Bien représenter les indépendants dans la gouvernance du nouveau régime

 

Préserver la possibilité pour les assurés aux carrières longues de partir à la retraite de manière anticipée constitue une autre revendication des professionnels, qui insistent sur la conservation des conditions actuelles, sans décote. Enfin, l'organisation souhaite que "la gouvernance du nouveau régime soit confiée aux partenaires sociaux avec une représentation spécifique des travailleurs indépendants au sein du conseil d'administration". Une gouvernance qui devra d'ailleurs établir les critères d'acquisition ainsi que la valeur du point de retraite, et les garantir dans le temps. Pour l'U2P, toutes ces exigences se recoupent avec la position de Jean-Paul Delevoye en faveur du principe "même métier, même cotisation" et ce, quel que soit le régime fiscal et social de l'entrepreneur.
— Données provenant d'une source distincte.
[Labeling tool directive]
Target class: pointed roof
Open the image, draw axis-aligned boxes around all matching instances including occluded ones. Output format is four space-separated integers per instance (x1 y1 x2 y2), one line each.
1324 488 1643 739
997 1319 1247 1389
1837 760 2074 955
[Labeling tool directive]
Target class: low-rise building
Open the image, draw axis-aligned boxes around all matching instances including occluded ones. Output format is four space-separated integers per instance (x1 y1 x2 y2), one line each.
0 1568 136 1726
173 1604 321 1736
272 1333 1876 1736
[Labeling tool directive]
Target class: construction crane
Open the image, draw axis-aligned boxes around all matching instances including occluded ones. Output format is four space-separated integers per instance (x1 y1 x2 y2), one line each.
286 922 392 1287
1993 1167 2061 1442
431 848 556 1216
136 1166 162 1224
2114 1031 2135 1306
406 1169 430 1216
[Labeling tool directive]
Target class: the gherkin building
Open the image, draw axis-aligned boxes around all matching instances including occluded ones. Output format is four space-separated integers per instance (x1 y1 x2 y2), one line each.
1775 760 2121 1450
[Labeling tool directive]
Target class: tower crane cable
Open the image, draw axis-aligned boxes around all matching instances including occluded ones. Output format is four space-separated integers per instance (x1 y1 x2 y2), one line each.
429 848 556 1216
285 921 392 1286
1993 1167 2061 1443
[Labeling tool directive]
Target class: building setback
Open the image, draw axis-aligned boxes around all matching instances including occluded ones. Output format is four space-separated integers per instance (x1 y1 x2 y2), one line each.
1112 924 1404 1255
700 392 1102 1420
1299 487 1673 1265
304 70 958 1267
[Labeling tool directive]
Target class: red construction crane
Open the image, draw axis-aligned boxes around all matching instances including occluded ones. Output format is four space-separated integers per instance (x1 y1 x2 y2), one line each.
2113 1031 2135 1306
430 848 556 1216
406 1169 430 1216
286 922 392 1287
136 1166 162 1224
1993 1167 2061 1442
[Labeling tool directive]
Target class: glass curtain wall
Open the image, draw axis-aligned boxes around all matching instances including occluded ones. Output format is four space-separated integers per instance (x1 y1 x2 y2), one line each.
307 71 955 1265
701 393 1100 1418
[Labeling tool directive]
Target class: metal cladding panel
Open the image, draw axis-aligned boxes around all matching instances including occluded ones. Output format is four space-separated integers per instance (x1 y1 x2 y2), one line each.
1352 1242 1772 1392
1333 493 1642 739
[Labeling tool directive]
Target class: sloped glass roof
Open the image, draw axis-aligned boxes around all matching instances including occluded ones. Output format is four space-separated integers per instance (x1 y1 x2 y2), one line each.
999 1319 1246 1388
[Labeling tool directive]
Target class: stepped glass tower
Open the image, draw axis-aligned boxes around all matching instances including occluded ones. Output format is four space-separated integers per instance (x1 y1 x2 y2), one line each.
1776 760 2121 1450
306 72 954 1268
Une égalité de traitement réclamée de longue date par l'organisation, qui dénonce régulièrement les incohérences et les abus de ce système, visant particulièrement le statut de micro-entrepreneur.

 

Des embauches en berne et des difficultés de recrutement persistantes chez les artisans du bâtiment

 

Les professionnels restent donc sur leurs gardes vis-à-vis de la réforme des retraites, a fortiori dans un contexte économique et social morose. En effet, la dernière enquête d'opinion I+C-Xerfi sur l'emploi dans les entreprises de proximité durant le premier semestre 2019 montre que la situation reste compliquée pour nombre de structures artisanales, malgré l'amélioration de certains indicateurs. Alors que 35% des entreprises de travaux publics ont accru leurs effectifs sur cette période (contre 24% sur les six premiers mois de 2018), seuls 11% des artisans du bâtiment ont davantage embauché sur la même période (contre 13% au premier semestre 2018). Les intentions d'embauches pour la deuxième moitié de l'année 2019 se stabilisent globalement à 11%, mais cependant à hauteur de 18% pour l'artisanat des travaux publics.

 

D'une manière générale, la part d'entreprises invoquant une stagnation voire une baisse de leur activité pour justifier leur absence d'embauches au second semestre est passée de 26 à 23%. Néanmoins, l'incertitude reste de mise et la précarisation de l'emploi se poursuit : alors qu'il représentait 54% des recrutements sur les six premiers mois de 2018, le CDI ne pèse plus que pour 47% des embauches un an plus tard. A titre de comparaison, les CDD représentent 45% des recrutements, les contrats d'apprentissage 6% et ceux de professionnalisation 2%. Qui plus est, les contrats en alternance ont progressé, passant de 5% des embauches au premier semestre 2018 à 8% l'année d'après.

 

Les problèmes de qualification et l'absence de candidatures en tête des difficultés

 

 

Malgré tout, les difficultés de recrutement persistent et s'aggravent même. 30% des entreprises interrogées déclarent y être soumises en 2019, alors qu'elles n'étaient que 23% un an auparavant. La moitié des artisans des travaux publics y est notamment confrontée. Parmi les difficultés rencontrées, les professionnels sondés citent les problèmes de qualification (65%), puis l'absence de candidatures (57%), le manque de motivation (11%, contre 6% en 2018) et enfin divers soucis allant du manque d'expérience aux contraintes horaires ou géographiques en passant par le refus de la pénibilité (6%).

 

"Alors que les signes d'une reprise de l'activité se confirment, le développement des entreprises de proximité est freiné par les difficultés d'embauches. Les besoins de main-d'oeuvre sont pourtant là !", déplore Alain Griset, le président de l'U2P. "Il est crucial que les pouvoirs publics, les partenaires sociaux et Pôle Emploi apportent rapidement une réponse aux difficultés de recrutement des petites entreprises."